Kaan Mirac Sezen: ‘Cemo çok erdemli ve ahlaklı büyütülmüş bir çocuk’
Star’da ekrana gelen, yapımını OGM Pictures’ın, yapımcılığını Onur Güvenatam’ın, yönetmenliğini ise Cem Karcı’nın üstlendiği Sahipsizler, anne ve babalarını trajik bir gecede kaybettikten sonra tüm zorluklara rağmen birbirlerine tutunarak hayatta kalma mücadelesi veren altı kardeşin hikayesini anlatıyor.
Sahipsizler‘de Cemo rolünü üstlenen Kaan Mirac Sezen ile karakteriyle kurduğu bağı ve diziyi konuştuk.
Sahipsizler röportajları için buraya tıklayın.
Kaan Mirac Sezen: Cemo sürekli kendisiyle savaş halinde.
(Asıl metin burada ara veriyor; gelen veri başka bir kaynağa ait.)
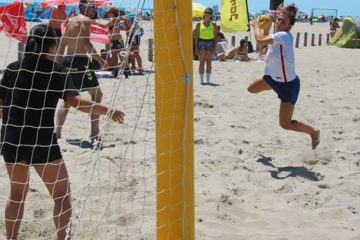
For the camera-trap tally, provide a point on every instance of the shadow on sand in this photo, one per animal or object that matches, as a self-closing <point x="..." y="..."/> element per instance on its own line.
<point x="292" y="171"/>
<point x="88" y="144"/>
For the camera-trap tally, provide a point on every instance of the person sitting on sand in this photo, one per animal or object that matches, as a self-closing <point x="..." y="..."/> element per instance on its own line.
<point x="241" y="53"/>
<point x="280" y="72"/>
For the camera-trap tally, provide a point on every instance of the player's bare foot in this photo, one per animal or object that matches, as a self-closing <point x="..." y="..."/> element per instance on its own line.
<point x="315" y="139"/>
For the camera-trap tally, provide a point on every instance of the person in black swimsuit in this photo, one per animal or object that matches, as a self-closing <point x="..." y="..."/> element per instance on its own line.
<point x="29" y="92"/>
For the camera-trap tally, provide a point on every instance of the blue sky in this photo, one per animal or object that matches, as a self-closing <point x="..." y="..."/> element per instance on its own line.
<point x="345" y="7"/>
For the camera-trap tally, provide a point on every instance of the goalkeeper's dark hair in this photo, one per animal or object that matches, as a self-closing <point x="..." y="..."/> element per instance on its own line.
<point x="38" y="43"/>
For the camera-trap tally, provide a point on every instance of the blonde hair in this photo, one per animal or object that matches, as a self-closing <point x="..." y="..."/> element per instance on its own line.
<point x="290" y="11"/>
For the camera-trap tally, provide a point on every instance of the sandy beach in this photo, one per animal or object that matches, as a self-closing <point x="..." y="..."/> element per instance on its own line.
<point x="253" y="180"/>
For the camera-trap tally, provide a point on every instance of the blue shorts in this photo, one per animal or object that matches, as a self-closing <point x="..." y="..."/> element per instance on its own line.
<point x="286" y="91"/>
<point x="206" y="45"/>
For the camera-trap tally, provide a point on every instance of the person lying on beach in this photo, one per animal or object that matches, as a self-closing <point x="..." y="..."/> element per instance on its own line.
<point x="29" y="92"/>
<point x="280" y="72"/>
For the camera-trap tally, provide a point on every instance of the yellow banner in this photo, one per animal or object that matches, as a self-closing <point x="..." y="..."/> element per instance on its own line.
<point x="234" y="16"/>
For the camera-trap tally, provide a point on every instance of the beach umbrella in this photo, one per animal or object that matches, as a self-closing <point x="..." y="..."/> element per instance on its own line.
<point x="52" y="3"/>
<point x="198" y="10"/>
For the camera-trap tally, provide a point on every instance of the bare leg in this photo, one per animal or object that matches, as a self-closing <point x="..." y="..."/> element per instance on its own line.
<point x="61" y="114"/>
<point x="259" y="85"/>
<point x="135" y="50"/>
<point x="96" y="95"/>
<point x="19" y="186"/>
<point x="202" y="58"/>
<point x="202" y="62"/>
<point x="56" y="179"/>
<point x="286" y="122"/>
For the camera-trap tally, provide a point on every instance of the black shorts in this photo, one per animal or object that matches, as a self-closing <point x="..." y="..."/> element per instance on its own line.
<point x="286" y="91"/>
<point x="32" y="153"/>
<point x="81" y="71"/>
Ailesine yetememe stresi, değişen hayat şartlarına uyum sağlayabilmek için harcadığı çaba, açlık ve susuzluk, başına koyabilecek bir çatı arayışı bunların hepsiyle ablasıyla birlikte başa çıkmaya çalışan bir karakter.
Cemo, ailesindeki trajik olaylarla büyümek zorunda kalan genç bir karakter. Bu ani olgunlaşma sürecini nasıl ele aldınız? Cemo’nun bu yükle nasıl başa çıktığını ve içsel mücadelesini canlandırırken gerçek hayattan ilham aldığınız bir şey, yaşadığınız bir hikâye oldu mu?
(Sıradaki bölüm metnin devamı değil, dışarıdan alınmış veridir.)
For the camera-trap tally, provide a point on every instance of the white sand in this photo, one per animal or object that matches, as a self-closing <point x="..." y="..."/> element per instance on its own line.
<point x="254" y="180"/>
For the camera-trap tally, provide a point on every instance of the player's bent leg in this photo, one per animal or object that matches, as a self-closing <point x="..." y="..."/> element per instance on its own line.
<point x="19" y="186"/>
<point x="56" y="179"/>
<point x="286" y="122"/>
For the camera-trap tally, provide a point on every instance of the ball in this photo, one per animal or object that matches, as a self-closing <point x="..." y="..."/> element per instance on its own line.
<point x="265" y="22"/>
Ailece yaşanan olay sonucu Cemo aslında babası tarafından önceden hazırlandığı koşullara uyum sağlamak zorunda kaldı. Bugünün geleceğini tahmin edebiliyor ve bundan korkuyordu. Lakin yaşadıklarıyla karşı karşıya kalınca aslında ailesini korumak için çok daha güçlü olması gerektiğinin farkına vardı. Hatta kendisini suçladığı ve ne yaparsa yapsın yetersiz hissettiği bir noktadan ele almak istedim Cemo karakterini. Güçlü ama şu şekilde; yaşadıkları durumlardaki etki gücü kendisine göre yetersiz ve bundan sebep güçsüzlüğünün farkında olmasının içsel acısını yaşıyor, kendi içinde de bu yaşadığı acının hiçbir yansımasını ailesine göstermiyor. Yaşadığı içsel çatışma dışa yansıttığı tarafın zıtlığının içinde çiçek açarak gittikçe kök salması. Sürekli kendiyle çatışıyor ve bu derdi büyüyor. Bu şekilde aldım kısaca karakteri. Gerçek hayatta bu kadar zor durumda kalmış olan birkaç aile biliyorum. Onlar ailevi kayıplar vermemiş olsalar da maddi olarak belki de Cemolar kadar sahipsiz durumda olduklarına tanıklık ettim. Onların yaşadıkları zaman zaman bana ilham oldu ve umarım karakterin gerçekliğinin yansımasını doğru verebilmiş olacağım.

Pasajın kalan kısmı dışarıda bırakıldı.